No Sanctuary | The American Spectator | USA News and Politics
No Sanctuary
by

Elvira Arellano is back in Mexico, but if history is any indicator, she will soon be strapping on her waders and fording the Rio Grande.

Senorita Arellano, 32, was born in San Miguel Curahuango, Mexico, but since 1997 she has resided illegally in various American cities. While living in Oregon in 1999, Ms. Arellano gave birth to an illegitimate son who, due to a misreading of the 14th Amendment, automatically became a United States citizen. In 2002, amid a post-9/11 sweep, she was arrested at Chicago’s O’Hare Airport for using a fake Social Security number. Released on probation, Ms. Arellano remained in the U.S. another four years before a judge ordered her to report for deportation. Rather than obey the court order, she sought sanctuary in a Methodist church. According to media reports Ms. Arellano only sought refuge in the church “to prevent being separated from her 8-year-old U.S.-born son,” though nothing prevented Ms. Arellano from taking her son home to Mexico. As a single mother, she would not even have to deal with custody rights.

Finally, last week Ms. Arellano was apprehended by immigration officials as she left one of her well-publicized speaking engagements at a Los Angeles church.

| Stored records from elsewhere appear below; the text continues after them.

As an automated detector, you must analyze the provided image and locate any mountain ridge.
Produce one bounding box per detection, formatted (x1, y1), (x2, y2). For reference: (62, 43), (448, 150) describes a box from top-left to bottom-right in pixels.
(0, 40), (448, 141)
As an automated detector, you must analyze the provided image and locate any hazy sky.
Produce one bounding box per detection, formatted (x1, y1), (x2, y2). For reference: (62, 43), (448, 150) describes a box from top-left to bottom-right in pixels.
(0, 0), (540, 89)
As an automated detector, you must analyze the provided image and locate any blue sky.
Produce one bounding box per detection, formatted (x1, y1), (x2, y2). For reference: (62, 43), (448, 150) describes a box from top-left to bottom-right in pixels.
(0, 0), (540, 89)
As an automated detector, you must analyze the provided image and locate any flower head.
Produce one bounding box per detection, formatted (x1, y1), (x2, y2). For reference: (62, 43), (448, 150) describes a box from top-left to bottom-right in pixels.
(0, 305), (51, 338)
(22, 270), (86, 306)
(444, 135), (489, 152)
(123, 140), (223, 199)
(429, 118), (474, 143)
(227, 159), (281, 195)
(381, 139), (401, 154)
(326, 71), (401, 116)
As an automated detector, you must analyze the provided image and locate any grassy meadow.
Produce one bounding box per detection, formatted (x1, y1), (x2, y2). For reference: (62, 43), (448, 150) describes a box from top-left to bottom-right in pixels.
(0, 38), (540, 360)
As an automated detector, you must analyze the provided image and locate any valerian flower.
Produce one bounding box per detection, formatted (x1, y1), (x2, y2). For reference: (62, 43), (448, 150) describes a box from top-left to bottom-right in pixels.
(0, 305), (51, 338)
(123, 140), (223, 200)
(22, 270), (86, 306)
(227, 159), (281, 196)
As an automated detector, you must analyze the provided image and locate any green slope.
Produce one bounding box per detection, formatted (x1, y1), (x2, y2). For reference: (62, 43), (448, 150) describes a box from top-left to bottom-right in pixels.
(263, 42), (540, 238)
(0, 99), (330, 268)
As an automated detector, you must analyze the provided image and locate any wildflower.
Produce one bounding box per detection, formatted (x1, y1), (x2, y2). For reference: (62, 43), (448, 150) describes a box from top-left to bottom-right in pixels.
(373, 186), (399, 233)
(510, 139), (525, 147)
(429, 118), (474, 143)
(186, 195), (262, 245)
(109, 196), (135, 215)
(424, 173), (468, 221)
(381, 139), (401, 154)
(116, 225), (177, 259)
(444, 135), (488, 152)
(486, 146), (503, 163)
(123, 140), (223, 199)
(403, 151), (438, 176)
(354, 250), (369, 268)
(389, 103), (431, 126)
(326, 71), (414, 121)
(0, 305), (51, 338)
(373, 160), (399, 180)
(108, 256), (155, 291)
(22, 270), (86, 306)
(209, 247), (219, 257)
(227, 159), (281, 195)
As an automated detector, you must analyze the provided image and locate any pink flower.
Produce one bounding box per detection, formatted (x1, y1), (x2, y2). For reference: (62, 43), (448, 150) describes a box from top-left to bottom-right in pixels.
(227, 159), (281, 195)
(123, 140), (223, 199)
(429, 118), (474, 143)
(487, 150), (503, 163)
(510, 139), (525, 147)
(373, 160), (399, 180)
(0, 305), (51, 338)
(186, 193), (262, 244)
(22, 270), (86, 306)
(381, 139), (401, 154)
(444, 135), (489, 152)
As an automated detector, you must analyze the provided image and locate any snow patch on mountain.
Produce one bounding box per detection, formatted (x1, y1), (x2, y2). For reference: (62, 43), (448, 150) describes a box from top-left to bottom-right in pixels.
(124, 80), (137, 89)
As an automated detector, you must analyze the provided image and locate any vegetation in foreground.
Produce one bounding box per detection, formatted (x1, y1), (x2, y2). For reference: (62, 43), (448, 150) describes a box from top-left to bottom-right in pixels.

The doctrine of sanctuary is a quaint relic from medieval times. Fortunately as a rule of English law the tradition died out in 1623, and was never in evidence in the U.S. Until now. The New Sanctuary Movement is a religious and political network of radical left congregations who claim America’s immigration laws are immoral and — like slavery and Jim Crow laws — should be repealed. There are a dozen such sanctuaries in Los Angeles County alone. Immigration and Naturalization Service officers have been reluctant to enter such temples because of the certain political and public relations backlash, though INS officers presumably would not hesitate to enter a church if the fugitive were also wanted for larceny. This suggests the INS does not consider illegal immigration and violating a court order serious offenses. And if the INS is not willing to enforce the law, there is little point having a law.

FROM THE TIME Senorita Arellano entered the sanctuary of the Chicago Methodist church she became ringmaster of a gaudy media circus. Her illegal status and lack of English did not prevented her from staging frequent press conferences and speaking out on immigration reform and amnesty, nor did her lack of education or professional job experience prevent her from being named president of La Familia Latina Unida (United Latino Family), a group that lobbies for families with anchor babies.

When the majority of Americans remained unmoved by the plight of illegal aliens, Senorita Arellano pulled out her trump card, i.e., her doe-eyed son Saul. Last year the seven-year-old was dispatched to Mexico City to make a maudlin appearance before the Mexican congress where Arellano’s supporters successfully passed a nonbinding — but highly symbolic — resolution calling for legal residency for the parents of anchor babies. In a surprisingly critical passage in an otherwise fawning story, the Chicago Tribune reported that, “For Saul, the trip has at times been too much, Flashbulbs exploded as he entered the Mexican congressional chambers. Saul scurried into another room and hid under a table.” Activists also dragged the boy to Washington, D.C. for a “children’s rally” and he has appeared on numerous TV talk shows. Meanwhile, critics charge that the boy is not old enough to be an immigration rights advocate or activist, and that his mother should be protecting him, and not the other way around. Not to worry, his handlers say, the boy sees a therapist every week.

Estimates on the number of anchor babies in the U.S. range from 3.1 million to 4.9 million, and unless Congress acts those numbers will continue to rise. Representatives should begin by revisiting Section 1 of the Fourteenth Amendment to the U.S. Constitution, which states: “All persons born or naturalized in the United States, and subject to the jurisdiction thereof, are citizens of the United States and of the State wherein they reside.” Michelle Malkin notes the phrase “subject to the jurisdiction thereof” was intended to be exclusionary (especially toward American Indians) and certainly was not intended to include children born to tourists and temporary workers.

In fact, many categories of people were excluded from automatic citizenship. When the amendment was introduced, its sponsor Sen. Jacob M. Howard (MI) clearly stated: “This will not, of course, include persons born in the United States who are foreigners, aliens, who belong to the families of ambassadors or foreign ministers accredited to the Government of the United States, but will include every other class of persons.”

Elvira Arellano has decided that her son will remain in Chicago with an immigration activist while she stays — who knows for how long — in Mexico. Chicago is where the television stations and newspapers photographers are. That is where he is needed most.